Çünkü benim dilim bunu gerektirdi. Normalde başka bir senaryo fikri vardı kafamda ancak sonradan biraz daha bütçe çıkınca, korku filmlerini çok sevdiğimden ve çekmek istediğimden korkuya yöneldim. Hiçbir senaryo yazarı bir edebiyatçıyla karşı karşıya gelmedim, oturup konuşacak, yazacak fırsatım olmadı. Küçük bir yazı grubum var tabii ki onlar kötü demiyorum ancak edebiyat yönü daha baskın olan bir yazarla konuşma şansı elde edemedim. Kendim yazdım. Kendim yazınca da böyle bir şey çıktı. Yani seyirciyi korkutma değil de daha çok kendimi ifade etmek oldu.

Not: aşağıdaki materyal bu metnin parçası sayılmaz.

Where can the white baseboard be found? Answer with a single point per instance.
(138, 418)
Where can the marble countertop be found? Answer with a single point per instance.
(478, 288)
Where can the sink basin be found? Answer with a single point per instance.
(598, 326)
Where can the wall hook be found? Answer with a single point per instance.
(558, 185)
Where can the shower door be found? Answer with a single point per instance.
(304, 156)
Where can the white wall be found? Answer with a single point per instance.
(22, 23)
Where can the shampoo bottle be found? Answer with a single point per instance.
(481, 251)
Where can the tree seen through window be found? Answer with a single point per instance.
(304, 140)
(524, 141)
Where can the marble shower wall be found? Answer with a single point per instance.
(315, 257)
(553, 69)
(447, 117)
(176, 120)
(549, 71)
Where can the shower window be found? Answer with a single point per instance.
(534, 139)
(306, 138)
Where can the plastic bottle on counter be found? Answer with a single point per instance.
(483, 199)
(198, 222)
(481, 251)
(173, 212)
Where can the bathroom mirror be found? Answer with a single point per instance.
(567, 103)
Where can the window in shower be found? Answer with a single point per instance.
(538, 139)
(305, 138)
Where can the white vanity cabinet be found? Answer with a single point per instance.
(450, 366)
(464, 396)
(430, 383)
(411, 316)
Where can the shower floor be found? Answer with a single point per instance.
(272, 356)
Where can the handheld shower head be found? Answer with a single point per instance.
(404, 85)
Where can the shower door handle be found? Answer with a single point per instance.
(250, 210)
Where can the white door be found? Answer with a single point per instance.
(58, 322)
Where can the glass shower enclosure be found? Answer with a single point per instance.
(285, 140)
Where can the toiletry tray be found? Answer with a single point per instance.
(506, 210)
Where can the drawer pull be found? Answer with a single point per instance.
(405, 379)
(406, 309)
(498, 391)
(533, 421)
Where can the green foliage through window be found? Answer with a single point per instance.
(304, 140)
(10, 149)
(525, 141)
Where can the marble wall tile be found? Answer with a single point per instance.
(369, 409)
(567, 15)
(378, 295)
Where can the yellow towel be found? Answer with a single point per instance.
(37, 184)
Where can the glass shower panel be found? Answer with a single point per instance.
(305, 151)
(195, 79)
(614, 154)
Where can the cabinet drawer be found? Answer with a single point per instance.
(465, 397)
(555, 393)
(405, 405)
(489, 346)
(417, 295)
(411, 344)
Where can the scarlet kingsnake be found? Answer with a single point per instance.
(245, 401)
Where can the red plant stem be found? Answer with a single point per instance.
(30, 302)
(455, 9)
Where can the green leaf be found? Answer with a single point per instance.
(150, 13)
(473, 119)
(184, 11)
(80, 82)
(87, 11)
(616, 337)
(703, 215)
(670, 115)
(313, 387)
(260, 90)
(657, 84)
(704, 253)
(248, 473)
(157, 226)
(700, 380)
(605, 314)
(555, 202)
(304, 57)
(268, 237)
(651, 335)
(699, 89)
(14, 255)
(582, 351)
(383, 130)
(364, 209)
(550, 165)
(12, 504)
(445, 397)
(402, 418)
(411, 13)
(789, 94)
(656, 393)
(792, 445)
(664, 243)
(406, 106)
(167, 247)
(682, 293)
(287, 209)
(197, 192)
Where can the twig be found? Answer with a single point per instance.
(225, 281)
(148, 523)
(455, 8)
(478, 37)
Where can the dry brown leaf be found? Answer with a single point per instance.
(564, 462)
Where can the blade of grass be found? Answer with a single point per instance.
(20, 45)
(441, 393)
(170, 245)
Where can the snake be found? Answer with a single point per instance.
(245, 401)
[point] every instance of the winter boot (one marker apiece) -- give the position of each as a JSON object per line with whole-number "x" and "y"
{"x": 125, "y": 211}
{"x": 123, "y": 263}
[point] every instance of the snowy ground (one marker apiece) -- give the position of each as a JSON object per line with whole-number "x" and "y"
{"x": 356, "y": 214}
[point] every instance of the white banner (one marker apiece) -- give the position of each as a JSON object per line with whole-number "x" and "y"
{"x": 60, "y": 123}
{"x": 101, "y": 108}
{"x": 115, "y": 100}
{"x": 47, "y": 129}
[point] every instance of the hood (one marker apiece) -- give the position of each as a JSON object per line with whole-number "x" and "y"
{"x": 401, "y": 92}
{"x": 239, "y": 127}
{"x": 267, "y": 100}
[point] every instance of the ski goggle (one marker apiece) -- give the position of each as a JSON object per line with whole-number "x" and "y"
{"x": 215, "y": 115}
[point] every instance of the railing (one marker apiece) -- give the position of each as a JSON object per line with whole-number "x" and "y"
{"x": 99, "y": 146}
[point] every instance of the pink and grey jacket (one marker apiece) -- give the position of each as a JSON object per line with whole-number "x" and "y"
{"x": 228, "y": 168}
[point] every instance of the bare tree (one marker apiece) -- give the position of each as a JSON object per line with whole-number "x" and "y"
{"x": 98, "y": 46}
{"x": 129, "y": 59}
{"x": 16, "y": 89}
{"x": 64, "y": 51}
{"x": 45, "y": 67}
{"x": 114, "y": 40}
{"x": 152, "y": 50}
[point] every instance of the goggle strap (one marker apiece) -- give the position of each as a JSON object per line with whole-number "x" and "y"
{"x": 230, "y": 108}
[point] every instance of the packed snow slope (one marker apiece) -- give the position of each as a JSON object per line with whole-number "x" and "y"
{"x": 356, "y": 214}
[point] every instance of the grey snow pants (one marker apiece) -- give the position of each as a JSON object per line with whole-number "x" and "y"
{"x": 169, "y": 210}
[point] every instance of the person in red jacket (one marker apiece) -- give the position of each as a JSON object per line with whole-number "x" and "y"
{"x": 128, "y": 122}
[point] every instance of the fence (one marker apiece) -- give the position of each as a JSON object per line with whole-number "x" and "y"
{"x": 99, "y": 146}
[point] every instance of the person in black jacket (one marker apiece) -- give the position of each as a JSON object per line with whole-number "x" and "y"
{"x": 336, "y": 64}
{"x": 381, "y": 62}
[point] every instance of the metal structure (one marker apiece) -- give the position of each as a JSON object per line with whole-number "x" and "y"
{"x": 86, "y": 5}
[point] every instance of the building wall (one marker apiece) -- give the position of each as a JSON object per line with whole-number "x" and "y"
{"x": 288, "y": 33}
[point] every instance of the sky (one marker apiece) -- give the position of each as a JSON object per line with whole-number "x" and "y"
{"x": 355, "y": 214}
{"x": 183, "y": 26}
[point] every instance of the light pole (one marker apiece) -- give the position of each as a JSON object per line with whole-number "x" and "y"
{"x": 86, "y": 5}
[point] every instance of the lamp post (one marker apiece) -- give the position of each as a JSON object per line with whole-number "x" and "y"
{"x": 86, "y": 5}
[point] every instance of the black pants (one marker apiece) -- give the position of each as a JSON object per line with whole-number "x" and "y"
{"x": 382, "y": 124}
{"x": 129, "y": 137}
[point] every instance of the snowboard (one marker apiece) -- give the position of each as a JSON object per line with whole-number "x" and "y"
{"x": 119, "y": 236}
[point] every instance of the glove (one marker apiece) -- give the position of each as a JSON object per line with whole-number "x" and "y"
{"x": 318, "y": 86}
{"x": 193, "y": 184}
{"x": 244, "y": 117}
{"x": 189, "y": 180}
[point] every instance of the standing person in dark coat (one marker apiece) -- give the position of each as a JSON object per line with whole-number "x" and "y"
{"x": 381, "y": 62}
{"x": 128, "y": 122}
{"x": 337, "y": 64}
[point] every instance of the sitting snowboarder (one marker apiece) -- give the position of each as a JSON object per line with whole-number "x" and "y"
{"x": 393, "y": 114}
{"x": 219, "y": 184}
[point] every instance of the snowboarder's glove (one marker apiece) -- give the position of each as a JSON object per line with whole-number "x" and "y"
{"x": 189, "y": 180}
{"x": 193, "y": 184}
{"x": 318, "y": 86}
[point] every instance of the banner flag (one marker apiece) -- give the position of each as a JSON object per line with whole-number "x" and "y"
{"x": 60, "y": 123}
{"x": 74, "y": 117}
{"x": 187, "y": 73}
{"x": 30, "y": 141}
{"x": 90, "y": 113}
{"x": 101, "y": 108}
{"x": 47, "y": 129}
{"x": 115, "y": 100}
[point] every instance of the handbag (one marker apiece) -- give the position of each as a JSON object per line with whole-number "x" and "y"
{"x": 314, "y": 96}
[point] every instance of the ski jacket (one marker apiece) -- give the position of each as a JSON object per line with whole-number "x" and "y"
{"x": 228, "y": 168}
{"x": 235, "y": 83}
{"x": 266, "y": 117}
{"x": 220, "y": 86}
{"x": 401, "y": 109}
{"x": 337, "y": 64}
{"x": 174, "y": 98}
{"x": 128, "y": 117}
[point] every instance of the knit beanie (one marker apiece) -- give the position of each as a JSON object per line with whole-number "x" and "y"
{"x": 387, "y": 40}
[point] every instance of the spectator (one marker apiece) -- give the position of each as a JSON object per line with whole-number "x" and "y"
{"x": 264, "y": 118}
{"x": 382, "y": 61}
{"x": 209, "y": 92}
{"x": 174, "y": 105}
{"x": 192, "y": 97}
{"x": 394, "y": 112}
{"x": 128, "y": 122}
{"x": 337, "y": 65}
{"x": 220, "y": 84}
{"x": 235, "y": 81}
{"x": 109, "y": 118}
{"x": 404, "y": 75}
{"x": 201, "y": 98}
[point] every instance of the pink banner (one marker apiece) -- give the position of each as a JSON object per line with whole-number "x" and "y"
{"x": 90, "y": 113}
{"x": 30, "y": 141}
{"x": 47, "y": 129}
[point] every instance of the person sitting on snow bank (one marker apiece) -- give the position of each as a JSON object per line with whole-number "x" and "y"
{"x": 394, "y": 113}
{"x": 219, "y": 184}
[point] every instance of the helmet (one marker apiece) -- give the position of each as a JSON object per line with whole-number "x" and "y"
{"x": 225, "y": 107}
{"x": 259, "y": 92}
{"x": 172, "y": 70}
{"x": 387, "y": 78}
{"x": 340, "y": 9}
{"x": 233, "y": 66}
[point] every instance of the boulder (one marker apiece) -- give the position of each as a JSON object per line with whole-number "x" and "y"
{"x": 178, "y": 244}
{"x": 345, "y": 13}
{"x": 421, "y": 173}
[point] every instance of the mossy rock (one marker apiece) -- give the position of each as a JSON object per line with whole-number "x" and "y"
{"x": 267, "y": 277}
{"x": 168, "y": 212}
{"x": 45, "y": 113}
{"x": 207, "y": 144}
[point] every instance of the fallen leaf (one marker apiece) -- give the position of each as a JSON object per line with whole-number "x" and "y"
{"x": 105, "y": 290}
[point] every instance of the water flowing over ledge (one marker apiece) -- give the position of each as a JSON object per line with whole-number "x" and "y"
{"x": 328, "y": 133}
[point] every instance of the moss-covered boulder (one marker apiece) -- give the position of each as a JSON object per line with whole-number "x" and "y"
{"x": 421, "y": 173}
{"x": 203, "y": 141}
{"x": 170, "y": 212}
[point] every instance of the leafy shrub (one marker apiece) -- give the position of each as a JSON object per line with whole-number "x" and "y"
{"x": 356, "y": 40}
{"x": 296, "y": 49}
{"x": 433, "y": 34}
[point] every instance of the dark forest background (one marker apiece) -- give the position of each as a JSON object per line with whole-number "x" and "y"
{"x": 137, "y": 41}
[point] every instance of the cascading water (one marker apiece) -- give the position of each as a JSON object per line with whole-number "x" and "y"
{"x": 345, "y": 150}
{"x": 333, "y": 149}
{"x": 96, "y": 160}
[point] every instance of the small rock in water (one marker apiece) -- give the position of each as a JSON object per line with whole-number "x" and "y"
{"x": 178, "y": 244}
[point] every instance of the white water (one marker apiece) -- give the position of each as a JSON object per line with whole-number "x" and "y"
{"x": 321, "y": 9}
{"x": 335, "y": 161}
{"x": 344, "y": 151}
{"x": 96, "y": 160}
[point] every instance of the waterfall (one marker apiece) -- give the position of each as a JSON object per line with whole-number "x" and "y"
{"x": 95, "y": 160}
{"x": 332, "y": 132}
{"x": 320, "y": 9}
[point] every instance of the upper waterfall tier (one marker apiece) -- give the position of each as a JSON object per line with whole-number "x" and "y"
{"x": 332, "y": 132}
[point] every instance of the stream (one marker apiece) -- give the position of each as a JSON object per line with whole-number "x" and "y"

Filmi seyretmedim fakat filmin tarzının farklı olduğunu herkes söylüyor. Artı olarak pazarlama konusunda da bir artısı var ki Amerika’ya kadar gitmiş. Bunu nasıl sağladın? Çünkü bildiğimiz Türk Sineması korku tarzının dışında sanıyorum film.
Austin’de bir yorumcu bizim için “Anadolu’da Hellraiser” dedi. Bu da benim çok hoşuma gitti tabii. Onlar çıta olarak çok yükseklerde, filmler hem edebiyat hem de bütçe olarak ilerimizdeler. Ancak bence hissiyat olarak dediği şey çok doğru bir etiket oldu. Ben de filmi biraz böyle konumlandırmak istiyordum. Pazarlamamız çok da farklı bir pazarlama değil. Dünya sinemasında “çok sert bir korku filmi geldi.” gibi bir pazarlaması var. Hatta ben Kanada’da Vanguard bölümünde olsun istiyordum film. Vanguard daha sivri içerikli daha nitelikli filmler. Daha sonrasında daha da ünlü bir yere koyuldum. Aslında biraz da endişem oldu oraya kaşarlanmış korku filmi izleyici kitlesi gelecek diye, çünkü bizim filmimiz daha başka bir şeydi. Kökeninde bilim kurgu filmi. Yavaş yavaş gelişip sürprize düşüyor. Bizde biraz festival, Türk filmi niteliğinde bir filmi alacakaranlık kuşağıyla birleştirince herkesin bir yorumu oluyor ve farklı bir şey ortaya çıkıyor.
Türk sineması için kendine has bir korku dilinden bahsedebiliriz. Cin filmleri neredeyse bu bir tür olmaya başladı. Bunu nasıl algılıyorsun ve senin filminin farklılığı nedir?
Meslektaşlarımla kendimi kıyaslamak istemem ancak tür için, o filmler benim kalbime yakın hissettiğim filmler değil. Birkaç tanesini başından beri takip ettim fakat sevemedim. Mesela Hasan Karacadağ’ın yarattığı şey için çok büyük bir saygım var. Özgür Bakar var çok sevdiğim arkadaşım, Özgür’le yüz yüze de çok konuşuruz. Bu tarz filmler kendimi pek bağdaştıramadığım şeyler. Belli çizginin içinde ilerliyorlar. Evde tek başınıza izlediğinde korkutacak şeyler var ancak şaşırtmıyorlar. Bu yüzden beni cezbetmedi.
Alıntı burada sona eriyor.